Расширяя круг привлекаемого материала, обратимся к другой этнической традиции — болгарской — и к другому «жанру» — к обрядовым печеньям, выпекаемым главным образом в календар­ные праздники. Как известно, крупнейшей коллекцией фотогра­фий болгарских обрядовых хлебов является собранная в начале нашего века коллекция известного болгарского этнографа Димитрия Маринова (книга Ст. Яневой «Български обредни хлябове» мною не учтена, так как во время работы над этой статьей она была в печати). Из богатого собрания Д. Маринова нами для таблицы В выделено лишь 9 рисунков. На всех рисунках достаточно чем выделяется идеограмма глаз в виде большой широкой петли и двух верхних завитков (рис Б. 1—5) или двух завитков со слив­шимися вертикальными столбиками (рис. Б, 6—7; ср. рис. А, 3, (І. !) и рис. В, 11—12), наконец, в виде комбинаций восьми идео­грамм глаз, обращенных в разные стороны (рис. Б, 8). Особый интерес представляет рисунок так называемого «рибника», кото­рый выпекается на «рыбного» святого Николая (6 XII ст. ст.) и который должен быть с запеченной рыбой. В «рибнике» — рыбьи глаза под надбровными дугами из теста и усы из рыбьего хвоста. Вся форма «рибника» напоминает сербское надгробие из нового времени (XIX в.), изображенное на рис. А, 4. Два квадрата с крестом, расположенные по сторонам на «рибнике», как и на сакральных хлебах (рис. Б, 2, 4), изображают на рисунке про­сфорную печать с надписью 1С—ХС—XI—КА. Печать эта ярко отражает христианское наслоение на языческую символику са­кральных хлебов.

Отдельные хлебы представляют собой символическую синтагму, например хлеб, сочетающий символы круга, креста и зрения (глаз), вкупе с пятью розанами-цветочками (рис. Б, 3), или хлеб с идеограммами зрения (глаз), цветка и скотного двора, изобра­женного в виде полукружия с насечками (рис. Б, 6).

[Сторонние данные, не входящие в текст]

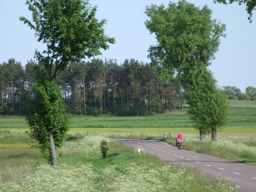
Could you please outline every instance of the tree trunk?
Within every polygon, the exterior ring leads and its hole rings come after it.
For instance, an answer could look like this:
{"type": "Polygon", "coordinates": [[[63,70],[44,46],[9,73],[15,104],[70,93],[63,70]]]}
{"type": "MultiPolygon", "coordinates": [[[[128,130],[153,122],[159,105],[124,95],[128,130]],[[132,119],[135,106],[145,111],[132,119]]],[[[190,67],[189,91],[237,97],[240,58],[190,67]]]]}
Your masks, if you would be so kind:
{"type": "Polygon", "coordinates": [[[204,127],[201,128],[199,130],[199,137],[200,140],[202,140],[203,139],[205,138],[205,135],[206,133],[205,133],[205,127],[204,127]]]}
{"type": "Polygon", "coordinates": [[[49,151],[52,166],[57,167],[58,163],[57,162],[57,156],[56,156],[56,151],[55,148],[55,145],[54,144],[52,134],[50,133],[48,135],[48,137],[50,144],[49,151]]]}
{"type": "Polygon", "coordinates": [[[211,128],[211,140],[214,140],[217,139],[217,129],[216,126],[211,128]]]}
{"type": "Polygon", "coordinates": [[[85,115],[86,114],[86,93],[85,90],[85,74],[83,73],[83,86],[84,105],[85,107],[85,115]]]}

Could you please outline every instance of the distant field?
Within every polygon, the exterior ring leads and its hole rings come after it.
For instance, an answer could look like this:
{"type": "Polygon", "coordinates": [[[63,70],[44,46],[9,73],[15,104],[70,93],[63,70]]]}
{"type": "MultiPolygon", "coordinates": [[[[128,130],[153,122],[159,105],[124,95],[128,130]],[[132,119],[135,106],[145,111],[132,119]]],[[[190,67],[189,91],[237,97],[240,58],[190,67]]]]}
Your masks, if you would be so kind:
{"type": "MultiPolygon", "coordinates": [[[[243,106],[251,104],[252,106],[256,106],[254,105],[256,104],[255,102],[231,101],[231,122],[224,128],[221,133],[256,133],[256,108],[233,107],[235,104],[243,106]]],[[[183,133],[196,133],[192,128],[187,110],[184,109],[172,113],[142,117],[73,116],[71,124],[71,132],[120,133],[175,133],[181,131],[183,133]]],[[[9,130],[12,132],[23,133],[28,130],[28,126],[24,117],[1,117],[0,130],[5,129],[9,130]]]]}
{"type": "Polygon", "coordinates": [[[256,108],[256,101],[230,100],[230,106],[232,107],[251,107],[256,108]]]}

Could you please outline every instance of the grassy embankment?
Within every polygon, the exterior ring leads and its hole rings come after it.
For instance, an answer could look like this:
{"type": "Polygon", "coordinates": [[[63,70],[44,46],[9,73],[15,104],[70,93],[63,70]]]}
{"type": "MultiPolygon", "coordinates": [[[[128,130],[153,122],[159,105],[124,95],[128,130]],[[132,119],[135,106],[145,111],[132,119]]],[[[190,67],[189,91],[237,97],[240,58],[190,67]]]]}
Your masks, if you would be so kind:
{"type": "MultiPolygon", "coordinates": [[[[13,134],[2,133],[6,136],[3,140],[8,140],[13,134]]],[[[58,150],[60,166],[58,168],[52,168],[44,164],[38,152],[34,153],[21,150],[15,152],[16,156],[9,156],[5,160],[2,157],[2,163],[8,163],[8,159],[15,159],[15,164],[26,164],[27,169],[25,175],[24,172],[19,175],[19,172],[14,171],[9,173],[10,178],[3,177],[2,173],[0,191],[222,192],[237,189],[237,186],[227,183],[225,178],[203,176],[196,169],[167,164],[155,156],[145,155],[143,151],[140,155],[136,150],[102,136],[90,134],[84,137],[66,142],[58,150]],[[99,150],[103,139],[107,141],[111,149],[104,159],[99,150]],[[13,179],[21,175],[23,175],[21,179],[13,179]],[[180,181],[185,185],[180,185],[180,181]]],[[[25,142],[29,139],[24,136],[22,140],[25,142]]],[[[7,171],[14,166],[10,163],[9,169],[4,169],[4,173],[7,175],[7,171]]]]}
{"type": "MultiPolygon", "coordinates": [[[[209,140],[199,140],[198,133],[191,128],[191,122],[185,110],[147,117],[74,116],[72,120],[71,135],[69,135],[69,140],[83,137],[89,133],[96,133],[112,137],[162,140],[173,145],[175,134],[181,132],[187,139],[184,149],[256,165],[256,102],[243,102],[241,104],[240,101],[238,102],[231,103],[232,121],[218,134],[220,141],[214,143],[209,140]],[[167,133],[166,138],[164,137],[165,133],[167,133]]],[[[34,166],[29,163],[31,159],[44,164],[45,162],[38,151],[29,148],[28,143],[36,141],[32,140],[28,135],[22,133],[28,129],[24,117],[3,117],[0,118],[0,130],[2,130],[0,136],[1,180],[2,181],[15,181],[24,173],[31,172],[34,166]]],[[[122,154],[123,153],[124,149],[121,147],[117,148],[122,150],[122,154]]],[[[120,153],[120,152],[116,151],[114,153],[120,153]]],[[[130,155],[127,155],[126,157],[126,155],[124,154],[124,160],[121,161],[123,161],[124,164],[129,163],[126,160],[130,159],[128,157],[130,155]]],[[[67,158],[61,154],[58,159],[61,164],[72,165],[81,161],[83,164],[85,163],[83,160],[84,156],[71,155],[67,158]]],[[[121,157],[118,156],[119,159],[123,159],[121,157]]],[[[135,160],[137,160],[136,158],[135,160]]],[[[104,163],[103,164],[107,166],[117,163],[116,160],[109,160],[108,164],[104,163]]],[[[93,160],[95,161],[97,161],[93,160]]],[[[98,162],[98,165],[102,164],[101,159],[98,162]]],[[[95,163],[94,166],[98,167],[95,163]]]]}

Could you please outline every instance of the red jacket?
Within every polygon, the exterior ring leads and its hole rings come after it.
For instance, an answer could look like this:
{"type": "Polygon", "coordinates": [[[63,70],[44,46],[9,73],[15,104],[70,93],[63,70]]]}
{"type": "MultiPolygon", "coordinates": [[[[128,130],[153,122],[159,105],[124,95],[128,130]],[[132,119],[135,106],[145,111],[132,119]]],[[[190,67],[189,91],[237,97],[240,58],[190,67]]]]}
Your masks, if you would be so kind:
{"type": "Polygon", "coordinates": [[[178,139],[181,139],[181,140],[183,140],[183,138],[182,137],[182,135],[181,134],[178,135],[178,139]]]}

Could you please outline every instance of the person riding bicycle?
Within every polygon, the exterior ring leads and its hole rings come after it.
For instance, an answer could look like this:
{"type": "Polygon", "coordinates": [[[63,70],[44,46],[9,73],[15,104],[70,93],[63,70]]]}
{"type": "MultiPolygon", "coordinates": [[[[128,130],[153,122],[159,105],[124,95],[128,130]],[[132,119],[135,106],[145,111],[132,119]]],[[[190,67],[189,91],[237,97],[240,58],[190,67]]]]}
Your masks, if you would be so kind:
{"type": "Polygon", "coordinates": [[[182,149],[182,146],[183,145],[183,137],[182,136],[182,135],[181,135],[181,133],[180,133],[177,135],[177,143],[180,141],[181,141],[181,148],[182,149]]]}

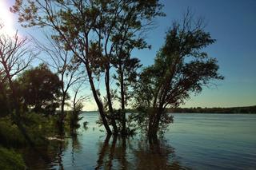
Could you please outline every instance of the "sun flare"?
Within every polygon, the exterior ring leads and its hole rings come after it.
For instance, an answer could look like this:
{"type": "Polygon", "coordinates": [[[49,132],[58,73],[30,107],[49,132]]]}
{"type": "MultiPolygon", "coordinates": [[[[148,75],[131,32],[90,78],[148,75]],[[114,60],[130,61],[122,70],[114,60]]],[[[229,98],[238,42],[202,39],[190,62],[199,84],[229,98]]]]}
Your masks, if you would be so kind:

Весьма существенно, что абсолютное большинство сакральных хлебов с описанной символикой выпекается в такие дни, которые связаны с культом предков, с покойниками, с загробным миром. Так, даже в нашем численно крайне скудном подборе рисунков рис. Б, 3, 5, 7, 8 относятся к хлебу, который месится в Михайлов день (8 XI ст. ст.). Такой хлеб называется боговица или рангелово блюдо, рангелов хляб (см. названия хлебов в перечне источников). Михайлов день по-болгарски называется Рангелов ден, а Свети Рангел, по болгарским народным представлениям, относится к шестерым братьям — «юнакам», разделившим между собой функции на небе, земле и в мире вообще. Святому Рангелу доста­лись мертвые души («мъртвите души» — души умерших людей) — он их вынимает из тела. Его зовут поэтому Свети Рангел Душевадник и празднуют его день как день мертвых, чтобы смерть была легкой, чтобы он легче изымал душу.

Что касается святого Николая, то он, по тем же представле­ниям, стал властителем рек, морей и морских ветров, но он так же, как архангел Михаил, согласно славянским фольклорным пред­ставлениям, водит по раю и аду человеческую душу, отделившуюся от тела, или взвешивает злые и добрые дела усопших, а по серб­ским верованиям — по приказу святого пророка Ильи Николай перевозит праведные души «с этого света на тот свет».3- Сакраль­ные хлебы, пекущиеся на Николин день (6 XII ст. ст.), см. на рис.